Kolonial Coffee Sidoarjo

Kolonial Kopi Sidoarjo
Ingin menikmati ragam Kopi Nusantara tapi dengan harga yang miring? Bagi penikmat kopi, jika berkunjung ke Kota Sidoarjo sempatkanlah mampir di Warung Kopi Kolonial. Warung kopi ini berada di pusat kota Sidoarjo dekat dengan alun-alun kota. Rute dari alun-alun kota Sidoarjo ke arah barat memasuki pintu masuk Perumahan Bluru Permai dan saat memasuki jalan pavingan yang cukup lebar, depan SD Sidoklumpuk Sidoarjo. Warung Kopi Kolonial buka setiap hari dari pukul 18.00 WIB – sampai malam hari.

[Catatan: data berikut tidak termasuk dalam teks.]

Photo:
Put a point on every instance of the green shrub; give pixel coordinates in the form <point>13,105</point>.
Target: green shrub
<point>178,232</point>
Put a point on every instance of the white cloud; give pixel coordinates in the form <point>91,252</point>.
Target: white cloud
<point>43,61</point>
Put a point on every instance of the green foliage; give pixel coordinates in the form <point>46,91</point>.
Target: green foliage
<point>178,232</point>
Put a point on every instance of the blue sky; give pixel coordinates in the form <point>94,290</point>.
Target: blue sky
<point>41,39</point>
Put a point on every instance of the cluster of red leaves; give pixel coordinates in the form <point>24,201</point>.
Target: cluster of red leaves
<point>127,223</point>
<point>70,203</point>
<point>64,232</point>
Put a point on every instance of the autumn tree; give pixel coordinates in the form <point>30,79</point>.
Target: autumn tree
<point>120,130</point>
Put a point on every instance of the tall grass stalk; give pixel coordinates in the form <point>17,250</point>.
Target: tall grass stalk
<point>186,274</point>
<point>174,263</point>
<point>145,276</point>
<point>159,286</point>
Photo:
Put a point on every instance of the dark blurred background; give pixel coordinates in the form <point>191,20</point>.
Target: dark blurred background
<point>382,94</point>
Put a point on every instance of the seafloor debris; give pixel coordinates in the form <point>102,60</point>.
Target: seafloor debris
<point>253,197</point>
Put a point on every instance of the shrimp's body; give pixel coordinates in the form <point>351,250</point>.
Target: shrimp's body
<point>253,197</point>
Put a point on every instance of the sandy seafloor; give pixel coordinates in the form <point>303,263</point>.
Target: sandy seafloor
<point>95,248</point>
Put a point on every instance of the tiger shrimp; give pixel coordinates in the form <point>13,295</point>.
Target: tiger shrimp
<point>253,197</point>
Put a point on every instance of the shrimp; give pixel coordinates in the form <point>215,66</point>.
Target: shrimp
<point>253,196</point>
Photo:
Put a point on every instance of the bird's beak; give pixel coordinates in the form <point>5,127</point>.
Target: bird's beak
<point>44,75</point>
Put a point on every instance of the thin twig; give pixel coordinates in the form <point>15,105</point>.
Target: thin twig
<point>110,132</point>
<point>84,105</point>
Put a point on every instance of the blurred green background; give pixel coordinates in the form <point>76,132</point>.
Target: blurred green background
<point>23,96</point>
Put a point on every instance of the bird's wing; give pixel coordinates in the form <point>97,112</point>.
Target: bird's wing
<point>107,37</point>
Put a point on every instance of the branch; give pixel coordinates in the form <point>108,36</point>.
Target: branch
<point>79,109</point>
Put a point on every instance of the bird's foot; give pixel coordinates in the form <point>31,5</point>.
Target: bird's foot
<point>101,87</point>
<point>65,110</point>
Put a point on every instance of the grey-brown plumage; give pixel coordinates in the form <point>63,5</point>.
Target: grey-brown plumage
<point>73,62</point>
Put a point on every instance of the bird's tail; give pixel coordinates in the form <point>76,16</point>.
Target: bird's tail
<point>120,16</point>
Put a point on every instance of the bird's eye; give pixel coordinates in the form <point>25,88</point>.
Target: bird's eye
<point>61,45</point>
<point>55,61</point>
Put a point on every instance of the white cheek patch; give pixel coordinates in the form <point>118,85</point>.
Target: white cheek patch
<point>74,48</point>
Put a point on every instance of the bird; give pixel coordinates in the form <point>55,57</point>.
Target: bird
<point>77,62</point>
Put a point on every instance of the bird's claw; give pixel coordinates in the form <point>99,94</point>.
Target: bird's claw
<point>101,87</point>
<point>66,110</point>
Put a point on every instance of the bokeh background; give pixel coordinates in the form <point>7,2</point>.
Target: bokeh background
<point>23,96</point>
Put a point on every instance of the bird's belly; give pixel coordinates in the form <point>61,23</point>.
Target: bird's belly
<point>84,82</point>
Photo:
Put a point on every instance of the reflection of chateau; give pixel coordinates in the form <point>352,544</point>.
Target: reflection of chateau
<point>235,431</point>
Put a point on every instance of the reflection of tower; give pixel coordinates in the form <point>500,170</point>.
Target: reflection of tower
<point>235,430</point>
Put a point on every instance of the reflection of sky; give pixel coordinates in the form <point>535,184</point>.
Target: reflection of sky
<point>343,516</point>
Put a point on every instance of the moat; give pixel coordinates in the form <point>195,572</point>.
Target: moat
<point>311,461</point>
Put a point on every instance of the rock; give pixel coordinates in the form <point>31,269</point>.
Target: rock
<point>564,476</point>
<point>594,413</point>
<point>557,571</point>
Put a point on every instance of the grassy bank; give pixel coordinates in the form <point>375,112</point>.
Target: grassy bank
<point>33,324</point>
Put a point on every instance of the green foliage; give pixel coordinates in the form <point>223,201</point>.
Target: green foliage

Warung Kopi sederhana tapi memberikan sensasi berbeda
Menu daftar harga
Biji kopi sudah digoreng
Ragam kopi nusantara disini yang tersedia adalah Kopi Aceh Gayo, Mandailing, Medan, Bali Kintamani, Bengkulu, Wonosobo, Flores Bajawa, Toraja Kalosi, Papua, Sunda, dan Gunung Arjuno. Minuman lain juga tersedia disini, jadi tidak perlu khawatir mengajak teman namun tidak penikmat kopi. Tiap warung kopi memiliki keunikan sendiri, di Warung Kopi Kolonial ini saat memesan kopi maka akan disajikan pula dua keping biskuit sebagai peneman kopi. Ohya, di warung ini kopi nusantara yang tersedia masih berbentuk biji kopi yang sudah digoreng, jadi saat ada pembeli maka kopi pesanan baru akan digiling, jadi kita dapat melihat langsung prosesnya. Selesai digiling, biji kopi yang sudah halus di taruh di kantong kertas coklat sebagai penyaring barulah ditunagi air panas sekalian disaring.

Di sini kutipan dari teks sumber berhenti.